LA LIGNE ROUGE-------------------------------------------
Terrence Malick (1998) |
10/10 En 1998, à quelques mois d'intervalle, sortaient 2 très grands films de guerre. Le premier Il faut sauver le soldat Ryan fut un véritable choc pour moi. Premier film de ce genre que j'avais la chance de voir au ciné (les maîtres étalon du film de guerre dataient déjà de quelques années), l'immersion fut pour moi totale, éprouvante, notamment grâce à une mise en scène époustouflante de Spielberg dans une première heure dantesque. Rarement un film ne m'avait autant projeté dans l'enfer et la furie de la guerre.
Quelques mois plus tard, un autre film faisait l'événement. Un projet d'un genre différent, plus confidentiel, qui marquait le retour d'un réalisateur mystérieux et inconnu pour moi. Ce film s’appelait la Ligne rouge et le réalisateur un certain Terrence Malick. Et l'expérience au cinéma fut peut-être pour moi alors la plus bouleversante de ma cinéphilie. Car je découvris alors une œuvre qui constitue pour moi le film de guerre ultime, le film somme (et plus encore) de tout ce qui a été dit avant sur le sujet. Avec cette fresque de 3h, filmée avec l' élégance rare et le style particulier de ce réalisateur, à la fois contemplatif et majestueux, Malick faisait de la bataille de Guadalcanal un récit humaniste et pacifiste, et une leçon de chose en terme de philosophie en comparaison au Ryan de Spielberg.
Le film adopte tour à tour différents regards, incarnés par une pléiade d'acteurs absolument fabuleuse. Chaque personnage est traité sur un pied d'égalité, il n'est pas question de héros ici; chaque grade, chaque poste, chaque vision, chaque "lumière intérieure" est ainsi décrite et retranscrite aux spectateurs. La peur, la folie, la résignation, le stress, le désespoir, le courage, tous ces sentiments prennent un sens particulier et sont incarnés par cette troupe de soldats. Leurs monologues intérieurs, mis en relief par des images de paradis perdu ou de flashbacks cristallisés de leur vie d'avant, sont un contrepoint apaisé aux scènes de combat, de violence barbare ou d'élégie. Et cette frontière entre les 2, la ligne rouge, celle du front aussi, est terriblement mince. L'ennemi invisible évoqué lors de la scène fleuve de l'assaut d'une montagne, ajoute à cette sensation de danger, d'isolement et de peur viscérale, d'attente insoutenable.

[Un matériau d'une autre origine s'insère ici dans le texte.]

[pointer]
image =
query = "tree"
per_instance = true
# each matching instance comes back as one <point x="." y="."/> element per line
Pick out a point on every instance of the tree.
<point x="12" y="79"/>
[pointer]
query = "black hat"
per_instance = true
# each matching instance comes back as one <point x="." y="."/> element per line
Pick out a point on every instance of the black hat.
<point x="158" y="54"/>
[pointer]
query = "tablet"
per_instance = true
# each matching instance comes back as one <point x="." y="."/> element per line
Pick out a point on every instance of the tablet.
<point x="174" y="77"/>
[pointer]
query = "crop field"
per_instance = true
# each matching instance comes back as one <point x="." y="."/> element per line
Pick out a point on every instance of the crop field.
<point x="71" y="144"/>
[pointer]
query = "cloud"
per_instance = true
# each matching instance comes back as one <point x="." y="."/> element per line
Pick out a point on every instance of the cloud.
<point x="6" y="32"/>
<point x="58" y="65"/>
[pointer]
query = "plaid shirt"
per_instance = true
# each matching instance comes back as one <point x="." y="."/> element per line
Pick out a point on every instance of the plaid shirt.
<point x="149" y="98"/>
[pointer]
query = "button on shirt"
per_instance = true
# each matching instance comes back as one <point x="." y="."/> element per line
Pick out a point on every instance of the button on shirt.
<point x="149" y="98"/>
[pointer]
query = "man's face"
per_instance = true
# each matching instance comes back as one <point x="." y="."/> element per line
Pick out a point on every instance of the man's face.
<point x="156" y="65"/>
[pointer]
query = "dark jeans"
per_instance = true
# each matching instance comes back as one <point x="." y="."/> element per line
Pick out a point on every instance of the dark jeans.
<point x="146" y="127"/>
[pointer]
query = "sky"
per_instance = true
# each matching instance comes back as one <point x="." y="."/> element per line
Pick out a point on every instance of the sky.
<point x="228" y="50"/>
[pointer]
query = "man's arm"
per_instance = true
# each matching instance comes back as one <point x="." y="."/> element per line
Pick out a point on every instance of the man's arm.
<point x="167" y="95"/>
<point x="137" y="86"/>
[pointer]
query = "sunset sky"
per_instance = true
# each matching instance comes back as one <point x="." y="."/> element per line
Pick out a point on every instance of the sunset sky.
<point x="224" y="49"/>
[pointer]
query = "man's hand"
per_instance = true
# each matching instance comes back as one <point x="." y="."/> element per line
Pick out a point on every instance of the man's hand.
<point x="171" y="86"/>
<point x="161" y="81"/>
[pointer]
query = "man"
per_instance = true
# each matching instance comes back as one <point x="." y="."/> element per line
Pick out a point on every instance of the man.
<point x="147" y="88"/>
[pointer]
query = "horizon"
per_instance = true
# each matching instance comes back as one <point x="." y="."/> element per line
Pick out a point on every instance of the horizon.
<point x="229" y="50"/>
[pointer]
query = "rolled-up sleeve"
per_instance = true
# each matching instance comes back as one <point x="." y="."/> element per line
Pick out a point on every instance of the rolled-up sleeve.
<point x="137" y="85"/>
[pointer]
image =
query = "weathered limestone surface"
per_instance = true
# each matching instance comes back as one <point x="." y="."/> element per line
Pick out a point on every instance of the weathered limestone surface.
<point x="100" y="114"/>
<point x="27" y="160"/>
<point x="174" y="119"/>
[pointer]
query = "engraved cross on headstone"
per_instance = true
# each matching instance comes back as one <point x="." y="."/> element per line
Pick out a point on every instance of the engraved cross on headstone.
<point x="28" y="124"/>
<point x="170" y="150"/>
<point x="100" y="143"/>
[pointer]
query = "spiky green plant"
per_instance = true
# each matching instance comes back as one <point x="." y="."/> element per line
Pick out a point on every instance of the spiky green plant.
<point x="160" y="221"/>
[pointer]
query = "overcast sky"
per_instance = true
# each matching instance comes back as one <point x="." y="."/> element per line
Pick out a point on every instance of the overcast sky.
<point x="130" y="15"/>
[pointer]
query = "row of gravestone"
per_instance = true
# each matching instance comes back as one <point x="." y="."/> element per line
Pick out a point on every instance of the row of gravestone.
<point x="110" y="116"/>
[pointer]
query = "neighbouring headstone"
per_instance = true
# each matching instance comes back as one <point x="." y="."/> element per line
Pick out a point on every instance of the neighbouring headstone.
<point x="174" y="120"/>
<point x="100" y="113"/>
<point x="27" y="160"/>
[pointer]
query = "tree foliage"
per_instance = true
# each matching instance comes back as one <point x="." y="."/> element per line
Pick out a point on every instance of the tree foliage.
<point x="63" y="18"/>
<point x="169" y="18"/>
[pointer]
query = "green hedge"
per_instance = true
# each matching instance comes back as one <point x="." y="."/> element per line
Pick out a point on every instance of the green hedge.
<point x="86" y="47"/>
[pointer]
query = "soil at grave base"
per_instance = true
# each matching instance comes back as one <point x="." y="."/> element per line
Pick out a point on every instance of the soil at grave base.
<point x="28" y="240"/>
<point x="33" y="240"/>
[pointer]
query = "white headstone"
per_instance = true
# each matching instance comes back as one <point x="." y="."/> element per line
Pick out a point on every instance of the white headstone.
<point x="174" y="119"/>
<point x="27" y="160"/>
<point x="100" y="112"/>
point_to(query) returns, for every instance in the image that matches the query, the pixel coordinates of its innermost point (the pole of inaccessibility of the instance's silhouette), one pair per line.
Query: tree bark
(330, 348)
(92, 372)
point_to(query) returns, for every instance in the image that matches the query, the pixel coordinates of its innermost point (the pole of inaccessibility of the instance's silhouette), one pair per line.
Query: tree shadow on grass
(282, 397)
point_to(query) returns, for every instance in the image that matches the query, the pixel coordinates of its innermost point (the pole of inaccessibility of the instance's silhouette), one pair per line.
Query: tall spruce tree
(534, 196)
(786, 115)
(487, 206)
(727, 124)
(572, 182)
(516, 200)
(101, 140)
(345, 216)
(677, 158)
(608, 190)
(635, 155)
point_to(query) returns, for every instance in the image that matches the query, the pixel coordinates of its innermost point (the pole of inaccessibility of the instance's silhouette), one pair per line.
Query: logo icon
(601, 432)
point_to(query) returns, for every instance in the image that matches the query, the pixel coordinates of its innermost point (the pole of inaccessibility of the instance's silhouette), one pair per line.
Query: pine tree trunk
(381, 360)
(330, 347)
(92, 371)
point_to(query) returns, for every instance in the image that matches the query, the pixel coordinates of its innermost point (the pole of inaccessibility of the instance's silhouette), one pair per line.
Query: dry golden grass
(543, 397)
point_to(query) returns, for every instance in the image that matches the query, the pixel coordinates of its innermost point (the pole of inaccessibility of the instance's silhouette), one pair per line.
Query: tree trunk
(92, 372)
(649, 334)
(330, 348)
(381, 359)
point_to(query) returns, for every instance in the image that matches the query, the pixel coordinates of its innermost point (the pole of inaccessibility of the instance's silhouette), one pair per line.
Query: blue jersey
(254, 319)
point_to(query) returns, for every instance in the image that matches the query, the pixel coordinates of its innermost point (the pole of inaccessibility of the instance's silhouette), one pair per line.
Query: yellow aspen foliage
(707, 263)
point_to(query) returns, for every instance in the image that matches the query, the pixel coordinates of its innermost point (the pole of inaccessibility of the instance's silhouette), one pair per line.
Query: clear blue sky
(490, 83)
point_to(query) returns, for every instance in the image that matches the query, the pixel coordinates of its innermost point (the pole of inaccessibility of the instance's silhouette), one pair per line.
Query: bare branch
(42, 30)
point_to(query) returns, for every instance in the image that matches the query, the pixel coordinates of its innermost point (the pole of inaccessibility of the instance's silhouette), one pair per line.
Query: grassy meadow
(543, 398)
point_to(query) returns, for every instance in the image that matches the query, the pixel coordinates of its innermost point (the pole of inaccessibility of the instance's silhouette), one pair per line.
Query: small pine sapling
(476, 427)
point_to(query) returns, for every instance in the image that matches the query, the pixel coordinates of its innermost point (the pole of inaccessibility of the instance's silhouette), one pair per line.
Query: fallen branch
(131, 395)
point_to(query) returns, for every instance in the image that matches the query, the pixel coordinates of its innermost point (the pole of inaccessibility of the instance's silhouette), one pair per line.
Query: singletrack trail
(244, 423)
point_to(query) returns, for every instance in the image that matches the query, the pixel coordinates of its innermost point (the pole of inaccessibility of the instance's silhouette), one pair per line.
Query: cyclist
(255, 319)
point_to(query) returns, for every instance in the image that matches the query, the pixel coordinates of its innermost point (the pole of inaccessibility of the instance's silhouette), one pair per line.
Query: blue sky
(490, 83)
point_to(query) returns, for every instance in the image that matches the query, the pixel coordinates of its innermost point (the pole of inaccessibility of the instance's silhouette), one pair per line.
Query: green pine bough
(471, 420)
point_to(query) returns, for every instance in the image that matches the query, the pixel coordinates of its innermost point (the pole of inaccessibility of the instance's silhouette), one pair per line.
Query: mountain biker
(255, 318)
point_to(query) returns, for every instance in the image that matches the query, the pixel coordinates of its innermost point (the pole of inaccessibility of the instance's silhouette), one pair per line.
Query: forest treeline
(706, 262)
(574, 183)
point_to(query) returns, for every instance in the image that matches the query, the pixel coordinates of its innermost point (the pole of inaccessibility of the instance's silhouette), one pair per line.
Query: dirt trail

A la différence de Spielberg et de ses effets d'immersion par la mise en scène et la technique, Malick use avant tout de l'identification envers les personnages pour impliquer le spectateur et pour le soumettre à ce point de vue tour à tour romantique et réaliste, et constamment sur le fil. Et à la boue de la Normandie, il préfère les images de paysages tropicaux, idylliques, mises à mal par la machine de destruction humaine; au courage et à l'honneur des soldats, il préfère la fragilité et la peur de ces hommes déracinés. A l'action et aux actes de bravoure, il préfère les questionnements et la politique. Et ces images, cette façon de faire, sont pour moi celles qui évoquent le mieux la barbarie et la folie de la guerre. Des images sublimes et évocatrices, d'une symbolique profonde et porteurs du seul message idoine pour décrire ces soldats perdus dans l'enfer de la guerre, loin de chez eux et d'eux-même.
A la fois fresque, à la mise en scène et au casting grandioses, film de guerre simple et terrible, pamphlet philosophique, La Ligne Rouge est aussi et surtout l'œuvre totale d'un vrai auteur, d'un esthète. Un film grandiose d'une puissance rare. Une œuvre définitive sur le sujet et nécessaire.